Going to sixth from or college is a big change, even if you’re staying at your old school. So, we’ve put together our best advice for how to manage this transition. This blog will cover how to make the most of the summer, what will be different and how to stay on top of your new subjects or course.

Taking time to relax and recharge during the summer is really important.

Particularly this year following the intense period leading up to and during your GCSEs. Everyone deserves to use this time to switch off and gather your energy for September. You could try out new hobbies and activities you had been putting off due to revision. There might be a book, TV show or new skill you now have the time to pursue, or somewhere you’d like to visit. Not everyone is able to go on luxury holidays but try and get outside in the sun (if there is any!) and stay active to boost those endorphins!

Think about your future self

It may be the last thing on your mind but try to also think about how you can best help your future self. It’s very likely that the new subjects or courses you are starting will feel very different from school, even if you’ve previously studied that subject, as they are quite a level up. Often sixth forms and colleges set work for you to do over the summer – this will really help you to get a sense for the topic and feel more confident going into next year. Remember you can also do your own research online. Many colleges have a webpage describing the course, on some this will break down your modules and give a reading list. If you do have the time and motivation, doing a little extra work now will help you later.

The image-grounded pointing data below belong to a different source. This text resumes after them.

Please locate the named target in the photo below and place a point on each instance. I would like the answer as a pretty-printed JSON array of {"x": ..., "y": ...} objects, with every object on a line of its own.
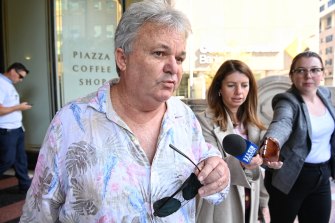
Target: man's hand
[{"x": 214, "y": 175}]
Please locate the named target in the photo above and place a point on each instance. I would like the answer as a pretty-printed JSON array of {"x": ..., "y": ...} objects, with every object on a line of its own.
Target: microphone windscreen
[{"x": 234, "y": 144}]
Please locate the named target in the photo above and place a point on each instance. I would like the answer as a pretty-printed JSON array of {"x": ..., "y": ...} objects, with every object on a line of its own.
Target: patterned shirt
[{"x": 91, "y": 167}]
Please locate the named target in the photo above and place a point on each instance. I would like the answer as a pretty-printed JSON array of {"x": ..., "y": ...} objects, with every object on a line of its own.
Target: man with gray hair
[{"x": 131, "y": 152}]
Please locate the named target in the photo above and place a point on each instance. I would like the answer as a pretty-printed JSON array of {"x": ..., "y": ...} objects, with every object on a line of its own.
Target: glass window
[{"x": 85, "y": 45}]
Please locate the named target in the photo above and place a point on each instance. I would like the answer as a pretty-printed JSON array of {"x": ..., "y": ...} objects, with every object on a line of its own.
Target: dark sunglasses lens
[
  {"x": 192, "y": 187},
  {"x": 163, "y": 209}
]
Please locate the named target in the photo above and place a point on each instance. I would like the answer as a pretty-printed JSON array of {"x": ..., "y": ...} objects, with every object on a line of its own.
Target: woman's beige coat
[{"x": 231, "y": 210}]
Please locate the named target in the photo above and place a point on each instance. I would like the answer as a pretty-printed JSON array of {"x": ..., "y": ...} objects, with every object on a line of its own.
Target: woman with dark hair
[
  {"x": 232, "y": 109},
  {"x": 303, "y": 126}
]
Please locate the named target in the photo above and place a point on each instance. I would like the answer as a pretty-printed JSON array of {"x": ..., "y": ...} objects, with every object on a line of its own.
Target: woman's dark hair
[
  {"x": 304, "y": 54},
  {"x": 247, "y": 112}
]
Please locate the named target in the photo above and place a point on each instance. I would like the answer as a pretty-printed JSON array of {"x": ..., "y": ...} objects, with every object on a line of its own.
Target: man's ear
[{"x": 120, "y": 59}]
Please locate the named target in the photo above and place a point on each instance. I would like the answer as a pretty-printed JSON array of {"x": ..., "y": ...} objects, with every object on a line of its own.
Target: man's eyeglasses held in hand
[{"x": 169, "y": 205}]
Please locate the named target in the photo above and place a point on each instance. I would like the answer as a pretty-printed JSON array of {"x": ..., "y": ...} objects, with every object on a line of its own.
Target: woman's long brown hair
[{"x": 247, "y": 112}]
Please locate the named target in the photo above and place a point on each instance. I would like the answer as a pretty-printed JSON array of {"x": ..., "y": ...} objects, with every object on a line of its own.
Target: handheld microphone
[{"x": 240, "y": 148}]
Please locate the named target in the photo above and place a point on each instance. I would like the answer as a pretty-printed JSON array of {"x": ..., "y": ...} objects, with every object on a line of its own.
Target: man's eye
[
  {"x": 316, "y": 70},
  {"x": 180, "y": 59},
  {"x": 159, "y": 53},
  {"x": 300, "y": 71}
]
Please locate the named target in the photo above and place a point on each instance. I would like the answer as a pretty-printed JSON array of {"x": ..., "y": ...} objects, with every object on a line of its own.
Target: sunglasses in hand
[{"x": 168, "y": 205}]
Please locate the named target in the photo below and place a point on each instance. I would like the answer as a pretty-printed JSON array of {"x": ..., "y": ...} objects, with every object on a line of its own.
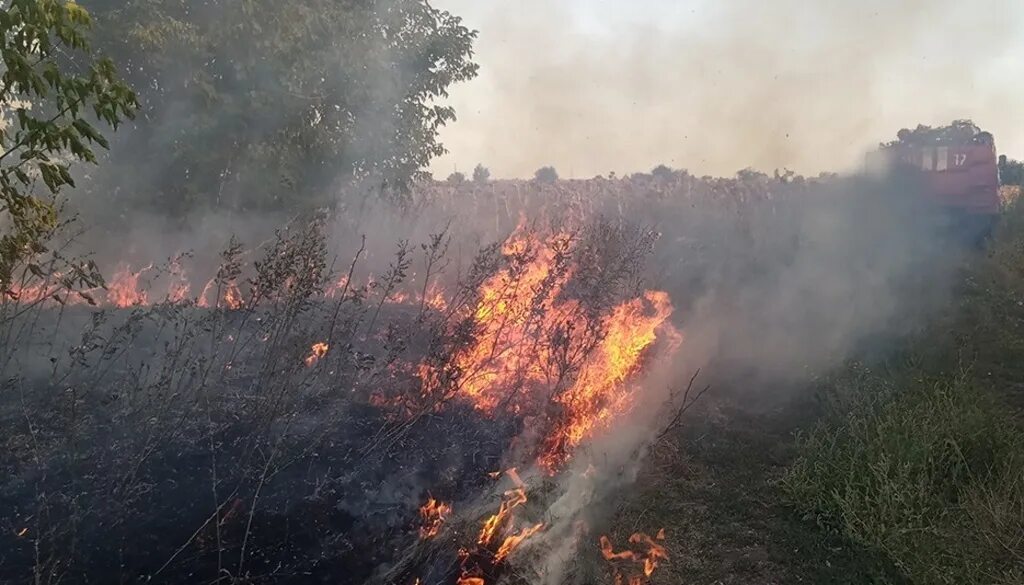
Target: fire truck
[{"x": 953, "y": 168}]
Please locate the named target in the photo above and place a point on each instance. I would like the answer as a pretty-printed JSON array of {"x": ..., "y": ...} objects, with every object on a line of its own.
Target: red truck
[{"x": 955, "y": 167}]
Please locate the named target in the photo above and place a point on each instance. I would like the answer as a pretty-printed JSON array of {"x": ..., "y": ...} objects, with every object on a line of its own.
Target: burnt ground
[{"x": 712, "y": 485}]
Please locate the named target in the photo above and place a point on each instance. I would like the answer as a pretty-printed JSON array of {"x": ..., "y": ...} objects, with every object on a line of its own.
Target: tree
[
  {"x": 52, "y": 89},
  {"x": 481, "y": 174},
  {"x": 546, "y": 175},
  {"x": 1011, "y": 171},
  {"x": 663, "y": 172},
  {"x": 266, "y": 105}
]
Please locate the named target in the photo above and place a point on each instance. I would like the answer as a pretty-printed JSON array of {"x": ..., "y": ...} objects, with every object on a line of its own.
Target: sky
[{"x": 596, "y": 86}]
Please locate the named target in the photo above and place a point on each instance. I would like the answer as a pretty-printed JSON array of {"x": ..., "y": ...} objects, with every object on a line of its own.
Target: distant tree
[
  {"x": 52, "y": 89},
  {"x": 266, "y": 105},
  {"x": 481, "y": 174},
  {"x": 750, "y": 174},
  {"x": 1011, "y": 171},
  {"x": 957, "y": 131},
  {"x": 546, "y": 175}
]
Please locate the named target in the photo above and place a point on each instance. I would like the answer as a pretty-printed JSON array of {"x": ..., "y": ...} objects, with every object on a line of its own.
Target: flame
[
  {"x": 600, "y": 392},
  {"x": 515, "y": 540},
  {"x": 646, "y": 560},
  {"x": 124, "y": 290},
  {"x": 317, "y": 350},
  {"x": 501, "y": 524},
  {"x": 433, "y": 514},
  {"x": 519, "y": 319}
]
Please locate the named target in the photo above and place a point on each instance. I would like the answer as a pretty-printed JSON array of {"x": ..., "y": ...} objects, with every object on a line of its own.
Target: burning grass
[{"x": 286, "y": 423}]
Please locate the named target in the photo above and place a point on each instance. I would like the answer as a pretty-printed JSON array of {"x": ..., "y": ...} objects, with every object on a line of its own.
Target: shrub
[{"x": 930, "y": 471}]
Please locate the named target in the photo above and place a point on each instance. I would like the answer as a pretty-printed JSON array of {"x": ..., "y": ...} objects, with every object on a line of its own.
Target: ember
[
  {"x": 635, "y": 566},
  {"x": 433, "y": 514},
  {"x": 317, "y": 350}
]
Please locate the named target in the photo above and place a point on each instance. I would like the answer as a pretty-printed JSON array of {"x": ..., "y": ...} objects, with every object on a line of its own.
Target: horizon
[{"x": 593, "y": 87}]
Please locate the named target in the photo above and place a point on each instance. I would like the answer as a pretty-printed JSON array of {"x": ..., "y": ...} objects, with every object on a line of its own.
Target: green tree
[
  {"x": 546, "y": 175},
  {"x": 481, "y": 174},
  {"x": 52, "y": 89},
  {"x": 265, "y": 105},
  {"x": 1011, "y": 171}
]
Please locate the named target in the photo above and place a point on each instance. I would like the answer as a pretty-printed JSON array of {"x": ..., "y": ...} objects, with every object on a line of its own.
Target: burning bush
[{"x": 290, "y": 395}]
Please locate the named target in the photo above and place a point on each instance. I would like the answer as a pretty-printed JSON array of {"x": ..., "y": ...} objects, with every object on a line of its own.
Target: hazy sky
[{"x": 592, "y": 86}]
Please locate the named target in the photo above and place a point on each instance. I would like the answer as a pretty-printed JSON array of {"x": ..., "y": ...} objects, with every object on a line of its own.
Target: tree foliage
[
  {"x": 481, "y": 174},
  {"x": 957, "y": 131},
  {"x": 1011, "y": 171},
  {"x": 264, "y": 105},
  {"x": 49, "y": 103}
]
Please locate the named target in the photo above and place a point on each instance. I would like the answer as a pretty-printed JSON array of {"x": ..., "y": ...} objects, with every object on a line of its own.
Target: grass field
[{"x": 907, "y": 469}]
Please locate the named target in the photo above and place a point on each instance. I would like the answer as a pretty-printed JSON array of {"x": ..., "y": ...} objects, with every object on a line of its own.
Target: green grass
[{"x": 923, "y": 461}]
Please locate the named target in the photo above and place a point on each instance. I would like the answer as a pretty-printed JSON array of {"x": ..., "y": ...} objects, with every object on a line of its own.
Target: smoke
[
  {"x": 843, "y": 269},
  {"x": 717, "y": 86}
]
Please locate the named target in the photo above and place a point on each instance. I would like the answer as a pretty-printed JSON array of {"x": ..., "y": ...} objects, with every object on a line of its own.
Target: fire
[
  {"x": 124, "y": 289},
  {"x": 512, "y": 541},
  {"x": 317, "y": 350},
  {"x": 433, "y": 514},
  {"x": 643, "y": 562},
  {"x": 601, "y": 391},
  {"x": 500, "y": 525}
]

Come autumn, if a few weeks into term you decide whatever you have chosen is not for you, then speak to someone at your school or college. Often, you will be able to change easily and a few weeks of work to catch up on is worth the alternative of two years doing something you don’t enjoy.

Free periods are there for a reason…

A big change with most courses in college and sixth from is the free periods you will have. Unfortunately, this isn’t meant as leisure time but as an opportunity to keep up with a more intense workload. As you have more independence, it’s up to you to get the most out of this time, which doesn’t necessarily mean studying in each free period. Many of my friends scheduled driving lessons, volunteering, or sports into theirs, allowing them to have a more flexible timetable. Your school or college work should always be a priority however, and getting into the habit of studying, even if it means removing yourself from your friends will be beneficial, particularly as exams and coursework get closer.

Use this time to look even further ahead

Outside of sixth form and college, the next two years are a good period to think seriously about what your next steps may be and how you can support your goals. If you already have an idea of what to do, then try and get some work experience in that area. You can also research any apprenticeships or university courses, and find out their entry requirements, so you know what to work towards. If you don’t know yet, don’t worry, many people don’t. Throw yourself into your studies and extra-curricular activities as much as possible and think about why it is you chose them. At this stage there is no wrong answer, as long as you try and do whatever is best for you.